Kampala, Uganda’s commercial hub, is a bustling city with a booming economy and a rich cultural tapestry.
However, amidst its wealth, many inhabitants face a difficult economic scenario due to rising housing expenses. As the demand for housing increases, the goal of having a home in Kampala is becoming more expensive.
The Kampala real estate market has seen a significant price increase, making owning difficult for locals.
Numbeo’s price-to-income ratio, which puts Kampala as the most costly city, emphasizes this. The price-to-income ratio is a technique that demonstrates the relationship between the current market value of the dwelling unit that a household wishes to purchase and the household’s total yearly income.
The formula used by Numbeo to calculate this index is as follows: the ratio of median apartment costs to median familial disposable income, given as years of income. Net disposable family income is 1.5 times the average net pay (assuming 50% female labor force participation). The average apartment size is 90 square meters, and the price per square meter is the average price per square meter in and out of the city center.

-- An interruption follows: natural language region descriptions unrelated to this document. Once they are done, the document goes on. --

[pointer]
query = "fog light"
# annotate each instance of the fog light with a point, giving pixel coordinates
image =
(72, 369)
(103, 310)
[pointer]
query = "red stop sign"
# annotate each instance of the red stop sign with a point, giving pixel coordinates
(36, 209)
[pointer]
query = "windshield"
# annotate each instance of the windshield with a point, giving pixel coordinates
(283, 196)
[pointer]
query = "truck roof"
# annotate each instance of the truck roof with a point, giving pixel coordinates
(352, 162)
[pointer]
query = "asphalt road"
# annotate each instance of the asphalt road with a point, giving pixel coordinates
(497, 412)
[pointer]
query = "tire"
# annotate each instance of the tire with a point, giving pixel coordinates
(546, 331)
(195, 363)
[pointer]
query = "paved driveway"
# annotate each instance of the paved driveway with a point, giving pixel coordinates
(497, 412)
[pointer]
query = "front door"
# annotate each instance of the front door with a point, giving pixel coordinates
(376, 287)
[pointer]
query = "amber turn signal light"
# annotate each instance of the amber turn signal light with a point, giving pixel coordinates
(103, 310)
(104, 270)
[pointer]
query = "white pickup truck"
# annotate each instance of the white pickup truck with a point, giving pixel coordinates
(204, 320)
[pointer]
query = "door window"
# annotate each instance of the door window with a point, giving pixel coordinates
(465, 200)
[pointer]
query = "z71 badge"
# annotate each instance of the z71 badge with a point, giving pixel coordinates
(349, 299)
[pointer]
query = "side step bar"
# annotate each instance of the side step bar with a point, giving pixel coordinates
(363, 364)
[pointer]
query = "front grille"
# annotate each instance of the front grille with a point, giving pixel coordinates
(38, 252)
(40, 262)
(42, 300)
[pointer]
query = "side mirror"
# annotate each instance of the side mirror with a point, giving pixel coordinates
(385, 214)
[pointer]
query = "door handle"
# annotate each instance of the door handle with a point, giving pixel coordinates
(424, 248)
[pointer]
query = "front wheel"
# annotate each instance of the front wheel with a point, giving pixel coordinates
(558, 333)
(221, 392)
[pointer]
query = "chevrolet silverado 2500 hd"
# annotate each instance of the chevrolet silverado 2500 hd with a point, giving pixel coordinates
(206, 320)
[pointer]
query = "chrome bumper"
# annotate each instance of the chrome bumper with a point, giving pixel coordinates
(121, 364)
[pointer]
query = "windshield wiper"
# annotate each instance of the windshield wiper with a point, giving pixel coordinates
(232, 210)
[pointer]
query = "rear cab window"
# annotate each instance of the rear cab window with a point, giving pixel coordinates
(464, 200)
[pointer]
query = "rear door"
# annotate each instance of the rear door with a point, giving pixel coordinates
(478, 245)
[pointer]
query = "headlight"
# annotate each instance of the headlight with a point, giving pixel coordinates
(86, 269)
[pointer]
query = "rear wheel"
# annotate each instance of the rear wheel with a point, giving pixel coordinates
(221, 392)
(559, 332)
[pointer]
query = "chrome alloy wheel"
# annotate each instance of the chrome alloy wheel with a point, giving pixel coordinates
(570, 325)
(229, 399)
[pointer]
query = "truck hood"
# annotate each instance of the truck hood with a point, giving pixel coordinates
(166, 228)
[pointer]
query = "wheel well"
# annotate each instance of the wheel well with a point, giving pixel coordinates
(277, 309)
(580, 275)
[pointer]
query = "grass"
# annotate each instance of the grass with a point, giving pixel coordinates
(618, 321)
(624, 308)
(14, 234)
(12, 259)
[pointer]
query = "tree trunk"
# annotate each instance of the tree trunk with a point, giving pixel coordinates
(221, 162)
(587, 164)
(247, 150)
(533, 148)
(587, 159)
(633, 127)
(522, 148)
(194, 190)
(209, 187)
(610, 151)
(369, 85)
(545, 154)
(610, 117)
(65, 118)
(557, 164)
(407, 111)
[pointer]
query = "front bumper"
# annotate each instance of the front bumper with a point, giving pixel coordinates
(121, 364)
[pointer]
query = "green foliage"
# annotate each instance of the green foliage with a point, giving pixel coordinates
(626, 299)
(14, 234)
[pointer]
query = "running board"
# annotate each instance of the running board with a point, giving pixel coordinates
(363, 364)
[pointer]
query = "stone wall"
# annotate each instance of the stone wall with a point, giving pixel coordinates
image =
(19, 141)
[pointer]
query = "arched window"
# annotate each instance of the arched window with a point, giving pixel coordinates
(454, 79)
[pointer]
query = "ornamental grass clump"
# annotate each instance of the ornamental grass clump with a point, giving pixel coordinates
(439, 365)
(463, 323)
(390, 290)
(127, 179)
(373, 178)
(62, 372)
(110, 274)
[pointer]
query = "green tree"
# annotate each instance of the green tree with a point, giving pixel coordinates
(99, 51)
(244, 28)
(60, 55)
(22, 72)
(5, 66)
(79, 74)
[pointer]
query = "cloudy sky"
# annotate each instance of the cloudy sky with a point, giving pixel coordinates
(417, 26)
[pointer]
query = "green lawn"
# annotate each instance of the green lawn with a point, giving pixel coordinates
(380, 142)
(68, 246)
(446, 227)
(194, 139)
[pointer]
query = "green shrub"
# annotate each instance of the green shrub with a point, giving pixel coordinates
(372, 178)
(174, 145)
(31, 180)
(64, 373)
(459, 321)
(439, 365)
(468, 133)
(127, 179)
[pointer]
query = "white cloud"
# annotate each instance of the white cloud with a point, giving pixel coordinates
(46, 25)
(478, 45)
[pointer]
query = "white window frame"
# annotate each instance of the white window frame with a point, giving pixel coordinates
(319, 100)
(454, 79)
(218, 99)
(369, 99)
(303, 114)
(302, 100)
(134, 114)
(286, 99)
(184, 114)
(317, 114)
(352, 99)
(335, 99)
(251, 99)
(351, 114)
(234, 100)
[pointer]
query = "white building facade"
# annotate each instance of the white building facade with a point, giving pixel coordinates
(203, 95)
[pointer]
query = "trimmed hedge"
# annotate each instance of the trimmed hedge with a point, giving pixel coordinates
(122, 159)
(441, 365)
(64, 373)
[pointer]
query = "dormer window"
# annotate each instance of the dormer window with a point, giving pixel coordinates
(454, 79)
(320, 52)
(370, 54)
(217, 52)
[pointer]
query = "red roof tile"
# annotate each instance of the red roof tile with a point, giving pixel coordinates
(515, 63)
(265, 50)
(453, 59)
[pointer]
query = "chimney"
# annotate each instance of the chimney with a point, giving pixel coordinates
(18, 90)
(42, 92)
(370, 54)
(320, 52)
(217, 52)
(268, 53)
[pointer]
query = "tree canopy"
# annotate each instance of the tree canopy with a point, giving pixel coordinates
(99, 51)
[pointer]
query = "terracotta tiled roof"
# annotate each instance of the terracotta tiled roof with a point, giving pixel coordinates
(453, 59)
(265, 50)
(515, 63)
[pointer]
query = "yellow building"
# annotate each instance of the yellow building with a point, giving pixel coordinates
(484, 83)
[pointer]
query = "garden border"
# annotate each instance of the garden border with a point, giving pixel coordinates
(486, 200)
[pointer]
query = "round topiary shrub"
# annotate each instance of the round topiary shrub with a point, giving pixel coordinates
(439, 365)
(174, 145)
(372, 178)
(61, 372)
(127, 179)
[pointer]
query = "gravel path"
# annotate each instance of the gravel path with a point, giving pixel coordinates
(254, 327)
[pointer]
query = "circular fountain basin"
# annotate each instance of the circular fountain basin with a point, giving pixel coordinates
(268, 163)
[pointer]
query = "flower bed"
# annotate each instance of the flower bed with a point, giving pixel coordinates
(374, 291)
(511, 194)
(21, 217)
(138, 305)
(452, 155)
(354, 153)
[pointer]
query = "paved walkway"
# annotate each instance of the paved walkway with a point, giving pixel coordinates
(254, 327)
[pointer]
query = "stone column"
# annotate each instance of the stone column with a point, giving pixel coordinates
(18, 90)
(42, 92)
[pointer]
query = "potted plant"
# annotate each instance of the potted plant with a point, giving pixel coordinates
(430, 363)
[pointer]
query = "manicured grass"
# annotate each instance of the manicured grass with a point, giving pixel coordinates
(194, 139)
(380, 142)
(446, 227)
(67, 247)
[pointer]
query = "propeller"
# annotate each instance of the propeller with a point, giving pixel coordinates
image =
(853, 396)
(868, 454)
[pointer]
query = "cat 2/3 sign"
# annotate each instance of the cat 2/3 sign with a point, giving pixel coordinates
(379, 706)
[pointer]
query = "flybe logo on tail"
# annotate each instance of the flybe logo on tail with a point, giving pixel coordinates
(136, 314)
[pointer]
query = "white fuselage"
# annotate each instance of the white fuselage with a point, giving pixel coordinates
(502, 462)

According to this methodology, Kampala has the highest price-to-income ratio in the world by a wide margin. Kampala now has a price-to-income ratio of 79.4, followed by Shanghai, China at 49.3, and Douala, Cameroon in third place at 47.1.
Aside from Kampala, Douala, and Addis Ababa, no other African region has a price-to-income ratio greater than 40.Indexes for other top African cities range from 25.9 to 1.8.
Despite Numbeo’s report, Uganda’s economy has been operating admirably, with inflation falling from 10.4 percent in January to 2.4 percent in October, with each major component of the Consumer Price Index declining.